Baudelaire est à la fois l’écrivain le plus génial et le plus insaisissable de la littérature française. Il est génial parce qu’au carrefour de toutes les esthétiques du dix-neuvième siècle ; il est insaisissable car il n’entre dans aucune case : il aime la sincérité et l’originalité. Jean-Luc Steinmetz, dans la préface aux Écrits sur la littérature (Paris, éd. LGF, coll. « Classiques Livre de Poche », 2005), résume en une belle formule une grande partie de la conception esthétique baudelairienne : « Pour faire œuvre, l’artificiel doit relayer le naturel. »
Tout le monde, bien sûr, connaît Baudelaire pour Les Fleurs du Mal, cet ouvrage paru en 1857 et qui lui valut en même temps que Flaubert un procès retentissant suivi d’une indigne condamnation – que seul l’esprit rebelle de Victor Hugo sut adoucir : « Une des rares décorations que le régime actuel peut accorder, vous venez de la recevoir. » – On connaît en revanche moins l’auteur des Petits poèmes en prose pour ses nombreux articles critiques sur Poe, Gautier et de Maistre qu’il admire, mais aussi sur Wagner, Hugo et même Chateaubriand qu’il qualifie si drôlement de « grand gentilhomme des décadences, qui veut retourner à la vie sauvage. »
Jean-Luc Steinmetz, dans le cadre d’une collection destinée à la LGF, a regroupé en 2005 les principaux écrits critiques de Baudelaire sur les auteurs de son temps dans un ouvrage intitulé Écrits sur la littérature. On y trouve un texte original : « Conseils aux jeunes littérateurs », dans lequel le poète donne de précieux conseils aux écrivains débutants.
Utilité énorme ! Supposez le code de la civilité écrit par une Warens au cœur intelligent et bon, l’art de s’habiller utilement enseigné par une mère !

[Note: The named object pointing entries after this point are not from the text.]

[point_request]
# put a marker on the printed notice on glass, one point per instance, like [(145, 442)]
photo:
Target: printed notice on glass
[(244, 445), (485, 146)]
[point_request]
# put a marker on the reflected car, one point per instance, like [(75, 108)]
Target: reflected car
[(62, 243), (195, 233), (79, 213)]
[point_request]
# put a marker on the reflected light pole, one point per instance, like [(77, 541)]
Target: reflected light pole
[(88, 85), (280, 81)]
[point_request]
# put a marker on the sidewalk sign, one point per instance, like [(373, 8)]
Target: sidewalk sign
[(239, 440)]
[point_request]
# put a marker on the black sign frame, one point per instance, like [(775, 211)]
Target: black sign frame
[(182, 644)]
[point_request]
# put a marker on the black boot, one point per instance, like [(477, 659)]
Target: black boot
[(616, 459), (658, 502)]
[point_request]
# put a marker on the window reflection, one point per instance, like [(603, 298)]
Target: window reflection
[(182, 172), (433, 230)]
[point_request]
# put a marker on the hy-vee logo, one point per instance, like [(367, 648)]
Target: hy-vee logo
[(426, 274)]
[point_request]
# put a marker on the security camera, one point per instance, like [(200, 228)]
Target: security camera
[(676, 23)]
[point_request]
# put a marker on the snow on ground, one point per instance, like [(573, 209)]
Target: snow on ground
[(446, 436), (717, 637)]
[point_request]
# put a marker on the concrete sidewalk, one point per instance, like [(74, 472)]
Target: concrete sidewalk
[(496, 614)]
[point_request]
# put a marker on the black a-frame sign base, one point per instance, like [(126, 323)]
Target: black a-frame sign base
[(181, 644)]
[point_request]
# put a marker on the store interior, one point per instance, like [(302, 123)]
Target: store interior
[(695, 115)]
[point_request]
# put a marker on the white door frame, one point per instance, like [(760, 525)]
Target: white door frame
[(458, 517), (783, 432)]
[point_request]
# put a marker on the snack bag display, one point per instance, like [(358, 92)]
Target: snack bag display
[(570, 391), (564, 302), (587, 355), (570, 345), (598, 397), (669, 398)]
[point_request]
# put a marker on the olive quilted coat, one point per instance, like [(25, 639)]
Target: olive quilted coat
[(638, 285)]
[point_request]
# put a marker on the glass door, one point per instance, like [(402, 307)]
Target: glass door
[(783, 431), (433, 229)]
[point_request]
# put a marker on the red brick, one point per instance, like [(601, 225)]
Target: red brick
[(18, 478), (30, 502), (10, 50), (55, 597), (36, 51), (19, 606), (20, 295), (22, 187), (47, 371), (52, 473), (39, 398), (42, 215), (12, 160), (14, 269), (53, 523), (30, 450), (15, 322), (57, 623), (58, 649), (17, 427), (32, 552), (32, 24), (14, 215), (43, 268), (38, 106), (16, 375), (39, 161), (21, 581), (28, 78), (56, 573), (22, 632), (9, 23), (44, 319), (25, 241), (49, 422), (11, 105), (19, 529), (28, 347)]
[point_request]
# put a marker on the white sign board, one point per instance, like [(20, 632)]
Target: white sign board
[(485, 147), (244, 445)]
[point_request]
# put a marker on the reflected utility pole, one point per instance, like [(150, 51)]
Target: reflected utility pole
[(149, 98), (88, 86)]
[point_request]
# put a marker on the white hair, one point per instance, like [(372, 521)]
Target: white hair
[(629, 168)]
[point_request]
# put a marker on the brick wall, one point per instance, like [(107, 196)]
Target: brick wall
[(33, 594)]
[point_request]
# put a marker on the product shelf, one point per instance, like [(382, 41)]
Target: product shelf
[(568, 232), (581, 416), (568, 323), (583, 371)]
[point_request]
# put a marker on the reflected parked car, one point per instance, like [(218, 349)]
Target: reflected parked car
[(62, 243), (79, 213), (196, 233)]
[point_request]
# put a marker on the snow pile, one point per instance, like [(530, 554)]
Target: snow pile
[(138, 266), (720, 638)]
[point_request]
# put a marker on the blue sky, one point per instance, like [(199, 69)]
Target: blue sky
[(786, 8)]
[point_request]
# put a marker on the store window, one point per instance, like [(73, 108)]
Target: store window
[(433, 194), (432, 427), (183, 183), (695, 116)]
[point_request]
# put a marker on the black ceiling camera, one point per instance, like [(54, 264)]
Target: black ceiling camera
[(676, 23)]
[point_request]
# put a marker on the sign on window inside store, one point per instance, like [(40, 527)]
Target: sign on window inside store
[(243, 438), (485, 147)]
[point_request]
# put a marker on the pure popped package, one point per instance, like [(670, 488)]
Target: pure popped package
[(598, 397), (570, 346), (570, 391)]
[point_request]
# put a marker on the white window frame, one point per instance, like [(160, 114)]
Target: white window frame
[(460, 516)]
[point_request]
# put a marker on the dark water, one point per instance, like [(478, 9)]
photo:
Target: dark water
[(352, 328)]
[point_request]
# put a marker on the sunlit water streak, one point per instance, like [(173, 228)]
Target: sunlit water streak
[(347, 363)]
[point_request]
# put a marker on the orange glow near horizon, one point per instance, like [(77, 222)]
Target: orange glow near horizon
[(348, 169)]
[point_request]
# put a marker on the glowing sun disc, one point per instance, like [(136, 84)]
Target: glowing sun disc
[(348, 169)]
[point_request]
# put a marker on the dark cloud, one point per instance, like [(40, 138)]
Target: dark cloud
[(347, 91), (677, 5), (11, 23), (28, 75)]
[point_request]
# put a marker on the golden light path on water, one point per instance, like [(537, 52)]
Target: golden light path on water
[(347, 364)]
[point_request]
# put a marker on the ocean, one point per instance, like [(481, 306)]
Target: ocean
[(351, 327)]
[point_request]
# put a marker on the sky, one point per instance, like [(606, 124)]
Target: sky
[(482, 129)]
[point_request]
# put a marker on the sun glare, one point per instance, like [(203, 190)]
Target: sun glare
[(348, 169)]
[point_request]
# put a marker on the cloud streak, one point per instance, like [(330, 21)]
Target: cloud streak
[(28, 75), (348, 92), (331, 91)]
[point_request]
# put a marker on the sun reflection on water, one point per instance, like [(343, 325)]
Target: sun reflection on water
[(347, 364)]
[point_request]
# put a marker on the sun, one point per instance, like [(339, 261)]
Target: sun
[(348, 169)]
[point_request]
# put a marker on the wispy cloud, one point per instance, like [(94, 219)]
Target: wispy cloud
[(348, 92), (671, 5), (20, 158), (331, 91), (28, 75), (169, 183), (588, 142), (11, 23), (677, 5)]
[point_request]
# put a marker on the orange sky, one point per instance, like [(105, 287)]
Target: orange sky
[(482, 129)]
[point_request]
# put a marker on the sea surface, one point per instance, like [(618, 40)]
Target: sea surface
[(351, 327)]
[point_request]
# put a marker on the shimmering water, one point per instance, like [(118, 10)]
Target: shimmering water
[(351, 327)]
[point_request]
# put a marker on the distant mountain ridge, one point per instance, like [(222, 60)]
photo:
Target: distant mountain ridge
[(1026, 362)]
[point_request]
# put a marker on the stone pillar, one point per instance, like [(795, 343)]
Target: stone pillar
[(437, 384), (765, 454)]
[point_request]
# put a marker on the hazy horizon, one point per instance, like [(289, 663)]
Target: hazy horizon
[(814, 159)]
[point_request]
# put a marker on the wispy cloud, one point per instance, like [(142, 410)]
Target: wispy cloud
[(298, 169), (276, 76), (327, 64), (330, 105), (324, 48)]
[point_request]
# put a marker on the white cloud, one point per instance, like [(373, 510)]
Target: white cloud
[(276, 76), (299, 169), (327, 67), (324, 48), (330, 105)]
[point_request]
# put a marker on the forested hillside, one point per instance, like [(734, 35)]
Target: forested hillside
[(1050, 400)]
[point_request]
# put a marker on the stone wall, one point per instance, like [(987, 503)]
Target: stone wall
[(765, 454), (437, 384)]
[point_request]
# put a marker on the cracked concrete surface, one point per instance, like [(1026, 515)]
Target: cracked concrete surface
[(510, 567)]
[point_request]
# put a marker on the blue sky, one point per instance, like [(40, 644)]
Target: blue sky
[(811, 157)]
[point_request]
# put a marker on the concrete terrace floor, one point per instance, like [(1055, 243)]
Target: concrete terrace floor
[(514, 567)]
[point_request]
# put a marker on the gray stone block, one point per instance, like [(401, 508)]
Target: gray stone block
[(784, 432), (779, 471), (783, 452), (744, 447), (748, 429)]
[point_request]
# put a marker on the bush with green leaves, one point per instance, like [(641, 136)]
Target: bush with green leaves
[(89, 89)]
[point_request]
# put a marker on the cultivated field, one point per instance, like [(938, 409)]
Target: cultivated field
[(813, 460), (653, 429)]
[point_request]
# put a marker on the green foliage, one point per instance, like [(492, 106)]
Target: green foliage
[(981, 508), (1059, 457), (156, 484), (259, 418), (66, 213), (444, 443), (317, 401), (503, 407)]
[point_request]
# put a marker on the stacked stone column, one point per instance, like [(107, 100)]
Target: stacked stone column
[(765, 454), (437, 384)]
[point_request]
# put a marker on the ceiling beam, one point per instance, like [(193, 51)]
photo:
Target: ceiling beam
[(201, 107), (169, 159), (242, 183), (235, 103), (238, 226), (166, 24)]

1. Ne jamais se décourager
En parlant des jeunes écrivains qui regardent avec envie ceux qui semblent réussir sans difficultés, Baudelaire se montre sceptique et met en garde le lecteur contre certaines illusions :
Ils ne réfléchissent pas que tout début a toujours été précédé et est l’effet de vingt autres débuts qu’ils n’ont pas connus.
Je ne sais pas si, en fait de réputation, le coup de tonnerre a jamais eu lieu ; je crois plutôt qu’un succès est, dans une proportion arithmétique ou géométrique, suivant la force de l’écrivain, le résultat des succès antérieurs, souvent invisibles à l’œil nu. Il y a lente agrégation de succès moléculaires ; mais de générations miraculeuses et spontanées, jamais.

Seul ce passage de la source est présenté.